When it was founded, this fantastic organization focused mainly on offering programs and services for Somali elders who were unable to work and often ended up isolated in their homes. Lunches and exercises classes soon expanded to English language lessons, citizenship training, and youth programs.
Today, Refugees Helping Refugees is able to encourage self-reliance, self-determination, and personal growth for new refugees. Program offerings include English for Speakers of Other Languages (ESOL) courses, Workplace Experience Program (WEP) Training, Case Management, and of course the Senior Services that started it all.
As with Refugees Helping Refugees, the Refugee and Immigrant Center – Asian Association of Utah (RIC-AAU), began to help a specific community.
In 1977, RIC-AAU was founded to help Asian refugees and immigrants who had resettled in Utah with the transition. In the organization's 40-year history, it has grown and now assists over 2,000 refugees, immigrants, and community members on an annual basis.
The core mission of the RIC-AAU is to help refugees overcome barriers and obstacles to becoming more self-sufficient. By offering all services in a single, centralized location, the RIC-AAU is able to connect people with as many resources as possible in one place.
RIC-AAU aims to help refugees of all ages.
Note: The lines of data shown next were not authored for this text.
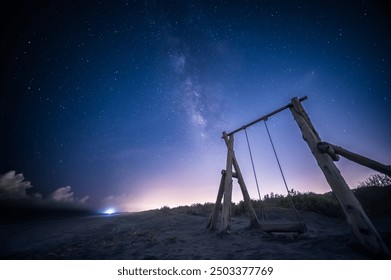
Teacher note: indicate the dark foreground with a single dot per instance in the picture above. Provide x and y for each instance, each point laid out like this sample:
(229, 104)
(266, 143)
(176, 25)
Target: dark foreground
(168, 234)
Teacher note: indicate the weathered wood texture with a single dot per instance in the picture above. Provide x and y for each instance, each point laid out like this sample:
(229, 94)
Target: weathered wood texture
(246, 197)
(227, 204)
(357, 220)
(216, 208)
(330, 149)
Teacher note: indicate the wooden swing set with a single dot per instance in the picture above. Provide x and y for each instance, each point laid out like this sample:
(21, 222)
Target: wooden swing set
(324, 153)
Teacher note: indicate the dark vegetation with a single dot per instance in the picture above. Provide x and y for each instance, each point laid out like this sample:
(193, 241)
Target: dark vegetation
(374, 195)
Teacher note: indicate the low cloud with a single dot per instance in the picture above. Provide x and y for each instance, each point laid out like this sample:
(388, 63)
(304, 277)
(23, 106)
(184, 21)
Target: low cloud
(13, 185)
(14, 195)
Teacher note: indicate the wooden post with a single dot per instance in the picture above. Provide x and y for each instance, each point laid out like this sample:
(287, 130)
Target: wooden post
(226, 213)
(358, 221)
(326, 147)
(246, 197)
(216, 208)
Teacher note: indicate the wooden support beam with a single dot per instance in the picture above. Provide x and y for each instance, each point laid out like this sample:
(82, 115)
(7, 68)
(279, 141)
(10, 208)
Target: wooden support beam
(246, 197)
(265, 117)
(385, 169)
(358, 221)
(216, 208)
(226, 213)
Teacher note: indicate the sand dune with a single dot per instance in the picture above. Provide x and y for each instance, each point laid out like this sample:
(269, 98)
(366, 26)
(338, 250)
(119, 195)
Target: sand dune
(170, 234)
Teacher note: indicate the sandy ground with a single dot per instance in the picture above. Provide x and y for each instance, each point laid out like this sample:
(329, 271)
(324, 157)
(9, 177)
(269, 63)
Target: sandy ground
(168, 234)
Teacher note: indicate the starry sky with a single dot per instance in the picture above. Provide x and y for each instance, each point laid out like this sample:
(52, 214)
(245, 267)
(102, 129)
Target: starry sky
(122, 103)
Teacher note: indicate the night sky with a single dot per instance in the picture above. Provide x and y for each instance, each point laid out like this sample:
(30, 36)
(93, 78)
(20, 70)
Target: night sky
(122, 103)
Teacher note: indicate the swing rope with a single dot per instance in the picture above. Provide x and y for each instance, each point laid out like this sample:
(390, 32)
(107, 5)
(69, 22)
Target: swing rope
(279, 166)
(255, 174)
(252, 163)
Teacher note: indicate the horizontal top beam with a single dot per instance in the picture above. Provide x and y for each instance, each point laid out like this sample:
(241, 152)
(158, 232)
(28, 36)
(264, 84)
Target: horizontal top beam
(265, 117)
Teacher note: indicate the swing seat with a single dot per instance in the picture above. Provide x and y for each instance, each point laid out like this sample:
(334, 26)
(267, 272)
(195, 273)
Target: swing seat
(283, 227)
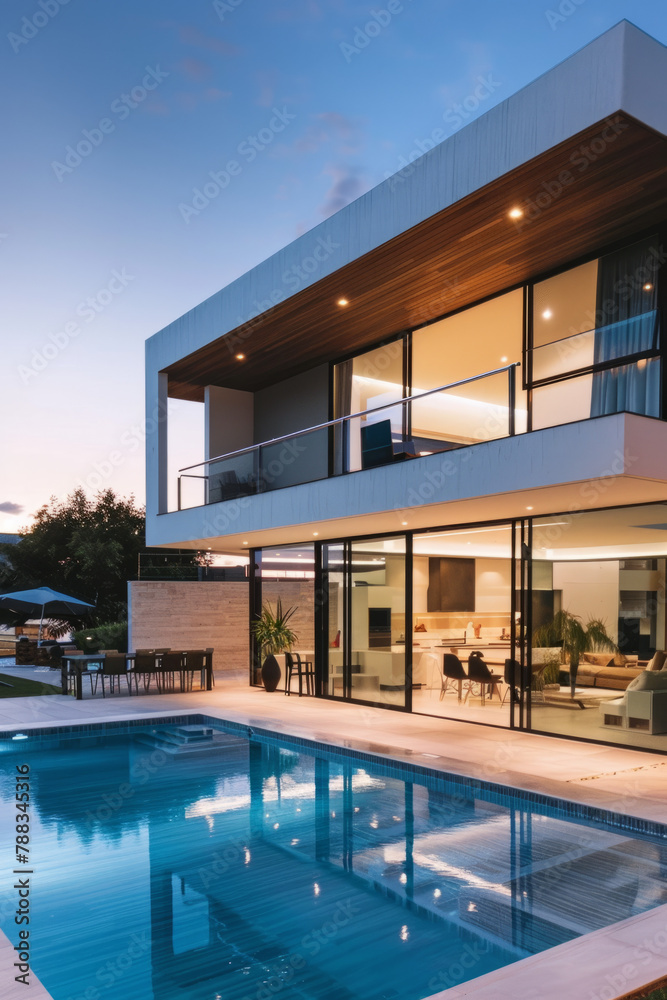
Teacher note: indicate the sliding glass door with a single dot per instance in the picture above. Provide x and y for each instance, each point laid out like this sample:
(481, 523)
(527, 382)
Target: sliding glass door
(365, 621)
Their Sunnyvale Neighborhood Center is open to anyone in the community who may need access to after school programs, English as Second Language (ESL) courses, early literacy, financial literacy, parenting classes, and many other community services available for walk-in services.
You can find out more information about the great work that RIC-AAU is doing and get involved by donating or volunteering on their website.
Since 2003, US Together has worked to serve the needs of the central Ohio refugee and immigrant population. As a mutual assistance agency, US Together was founded and continues to be run by former refugees.
US Together is an official Resettlement and Placement agency with for the United States. This means they provide primary resettlement services to refugees in their area for the first 30 to 90 days after arrival in the country.
From picking people up at the airport and ensuring they have a hot meal upon arrival to arranging for classes and workshops, these primary services through US Together form the foundation of a new life for refugees in central Ohio.
In addition to these necessary, initial services, US Together helps refugees by through a range of other programs.
Interpreter services and ESL classes and tutoring are available to help people communicate and learn English.
Their Women’s Empowerment and Life Skills Education Program focuses on the needs of single refugee women, who come to the United States often grieving the loss of their husbands and other family members.
US Together also has a unique and important Survivors of Torture program. Designed to address the unique needs of refugees who have lived through traumatic events that were the result of armies, governments, and gang violence outside of the United States. US Together has a specialized team to help meet the social, medical, emotional, and spiritual needs of these refugees.
In 1933, Albert Einstein suggested the formation of an American branch of the International Relief Association to assist Germans fleeing Hitler. In 1945, after merging with Emergency Rescue Committee and changing their name, the International Rescue Committee began their first emergency relief and resettlement services.
In 2016, over 26 million people benefitted from the services provided by the International Rescue Committee, including 13,400 newly settle refugees in the United States.
With 27 separate offices across the country, the International Rescue Committee offers localized services in some of our nation’s largest refugee communities. Each office has slightly different services and programs, such as the New Roots Community Garden in Abilene, Texas, but every location helps with the basics: a furnished home, nutritious and affordable food, education, employment empowerment, and legal services toward residency and citizenship.
To find out how you can help the International Rescue Committee, check out their website.
The needs of refugees are many and varied, but so are the organizations who are willing to help them. If you would like to help refugees in the United States, you can check out any of these great organizations or find out which charities are working with refugees in your community. You might be surprised at the many ways you can help people begin their life anew.